Qualità interna delle uova: tendenze e opportunità per rispondere alle mutevoli richieste di mercato

Dietmar K. Flock - Lohmann Tierzucht

37

Il Dr Dietmar K. Flock ha contribuito al miglioramento genetico della qualità delle uova delle linee bianche e rosse. In questa prima parte l’autore richiama l’attenzione sulle cause di variazione e sulle possibilità di migliorare la qualità interna delle uova.

Il consumo globale di uova continua a crescere ed è supportato da un settore forte che si avvale del contributo di specialisti nella selezione genetica, salute, nutrizione, tecnologia, trasformazione e commercio internazionale, per offrire uova e ovoprodotti tutto l’anno a prezzi competitivi.

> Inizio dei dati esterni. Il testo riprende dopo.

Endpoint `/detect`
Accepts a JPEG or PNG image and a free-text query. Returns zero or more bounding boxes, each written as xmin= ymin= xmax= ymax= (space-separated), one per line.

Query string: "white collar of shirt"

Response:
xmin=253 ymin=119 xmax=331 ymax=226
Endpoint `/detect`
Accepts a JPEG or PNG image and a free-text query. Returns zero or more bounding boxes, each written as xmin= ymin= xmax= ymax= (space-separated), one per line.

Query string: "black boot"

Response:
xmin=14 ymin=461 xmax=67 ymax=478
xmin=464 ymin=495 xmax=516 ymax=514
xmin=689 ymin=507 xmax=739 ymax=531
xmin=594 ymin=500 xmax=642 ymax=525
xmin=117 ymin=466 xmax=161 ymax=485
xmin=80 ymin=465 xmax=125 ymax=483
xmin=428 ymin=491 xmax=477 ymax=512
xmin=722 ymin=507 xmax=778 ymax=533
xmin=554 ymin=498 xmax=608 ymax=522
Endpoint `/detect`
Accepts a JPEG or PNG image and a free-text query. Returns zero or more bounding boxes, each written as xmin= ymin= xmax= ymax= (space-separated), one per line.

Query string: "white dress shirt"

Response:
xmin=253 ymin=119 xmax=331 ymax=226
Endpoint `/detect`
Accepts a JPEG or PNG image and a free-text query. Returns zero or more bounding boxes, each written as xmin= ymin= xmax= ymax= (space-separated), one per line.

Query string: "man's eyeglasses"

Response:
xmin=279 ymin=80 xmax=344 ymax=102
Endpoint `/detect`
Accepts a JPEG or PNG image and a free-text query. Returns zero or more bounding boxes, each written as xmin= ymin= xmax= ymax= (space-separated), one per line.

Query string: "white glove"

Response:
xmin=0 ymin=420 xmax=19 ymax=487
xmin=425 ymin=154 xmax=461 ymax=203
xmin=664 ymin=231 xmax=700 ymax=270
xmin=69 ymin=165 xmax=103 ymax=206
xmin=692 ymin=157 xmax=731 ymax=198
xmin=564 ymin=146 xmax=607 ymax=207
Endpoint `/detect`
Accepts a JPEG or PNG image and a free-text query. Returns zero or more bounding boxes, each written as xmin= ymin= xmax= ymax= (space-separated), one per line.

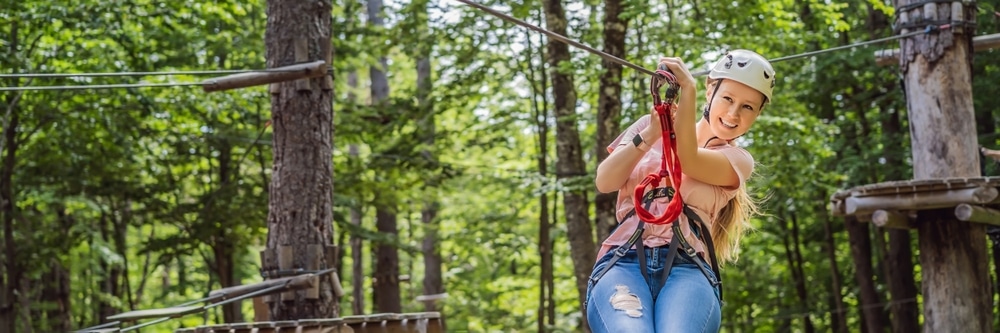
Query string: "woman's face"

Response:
xmin=705 ymin=80 xmax=764 ymax=140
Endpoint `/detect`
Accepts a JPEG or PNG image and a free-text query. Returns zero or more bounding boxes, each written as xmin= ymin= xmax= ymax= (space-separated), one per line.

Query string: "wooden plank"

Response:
xmin=872 ymin=209 xmax=913 ymax=229
xmin=955 ymin=204 xmax=1000 ymax=226
xmin=107 ymin=306 xmax=204 ymax=321
xmin=844 ymin=187 xmax=998 ymax=215
xmin=201 ymin=60 xmax=328 ymax=93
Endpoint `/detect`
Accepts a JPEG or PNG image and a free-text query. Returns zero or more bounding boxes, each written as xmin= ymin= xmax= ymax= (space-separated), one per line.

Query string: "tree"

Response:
xmin=896 ymin=0 xmax=992 ymax=333
xmin=594 ymin=0 xmax=628 ymax=242
xmin=264 ymin=0 xmax=339 ymax=320
xmin=544 ymin=0 xmax=596 ymax=322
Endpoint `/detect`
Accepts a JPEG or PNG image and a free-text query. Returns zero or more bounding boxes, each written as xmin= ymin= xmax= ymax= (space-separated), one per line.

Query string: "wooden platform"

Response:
xmin=830 ymin=177 xmax=1000 ymax=229
xmin=174 ymin=312 xmax=444 ymax=333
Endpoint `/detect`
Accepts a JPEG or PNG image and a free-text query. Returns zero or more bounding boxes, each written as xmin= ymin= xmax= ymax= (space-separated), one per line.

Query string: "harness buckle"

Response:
xmin=615 ymin=246 xmax=628 ymax=257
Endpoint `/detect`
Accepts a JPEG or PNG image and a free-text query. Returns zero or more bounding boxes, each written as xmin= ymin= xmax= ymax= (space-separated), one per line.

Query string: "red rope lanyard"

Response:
xmin=632 ymin=66 xmax=684 ymax=224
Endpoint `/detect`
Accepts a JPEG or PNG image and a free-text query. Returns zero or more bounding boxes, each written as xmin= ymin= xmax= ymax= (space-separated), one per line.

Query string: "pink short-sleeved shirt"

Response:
xmin=597 ymin=115 xmax=754 ymax=259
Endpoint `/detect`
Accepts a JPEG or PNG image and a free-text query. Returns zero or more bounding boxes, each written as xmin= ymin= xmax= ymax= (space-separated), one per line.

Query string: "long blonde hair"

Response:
xmin=711 ymin=184 xmax=760 ymax=265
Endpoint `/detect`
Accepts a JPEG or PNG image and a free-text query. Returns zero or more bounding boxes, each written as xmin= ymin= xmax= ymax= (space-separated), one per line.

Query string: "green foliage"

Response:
xmin=0 ymin=0 xmax=1000 ymax=332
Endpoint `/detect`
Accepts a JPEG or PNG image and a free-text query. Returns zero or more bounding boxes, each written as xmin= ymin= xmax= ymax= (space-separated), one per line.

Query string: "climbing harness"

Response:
xmin=590 ymin=65 xmax=722 ymax=302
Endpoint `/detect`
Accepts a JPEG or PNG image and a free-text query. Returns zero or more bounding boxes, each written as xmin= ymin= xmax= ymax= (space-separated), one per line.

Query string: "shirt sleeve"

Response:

I governi di molti Paesi supportano la salute umana con regolamenti per la produzione, la commercializzazione e la tracciabilità delle uova, mentre le case di selezione genetica e i loro distributori competono in termini di qualità del prodotto e consulenza tecnica per garantire una produzione efficiente di uova di qualità, in linea con le preferenze locali. Il potenziale genetico di diverse razze di ovaiole varia e risponde alla selezione; le differenze genetiche tra le ovaiole commerciali possono sembrare minime rispetto agli effetti strutturali e ambientali come la salute degli animali, la composizione del mangime, le condizioni climatiche e l’età del gruppo, tuttavia, la scelta della razza più adatta, l’osservazione delle ultime raccomandazioni nutrizionali, la prevenzione sanitaria e le migliori pratiche di allevamento dovrebbero aiutare i produttori di uova a massimizzare il reddito, adeguando la produzione alla richiesta locale e alla domanda stagionale.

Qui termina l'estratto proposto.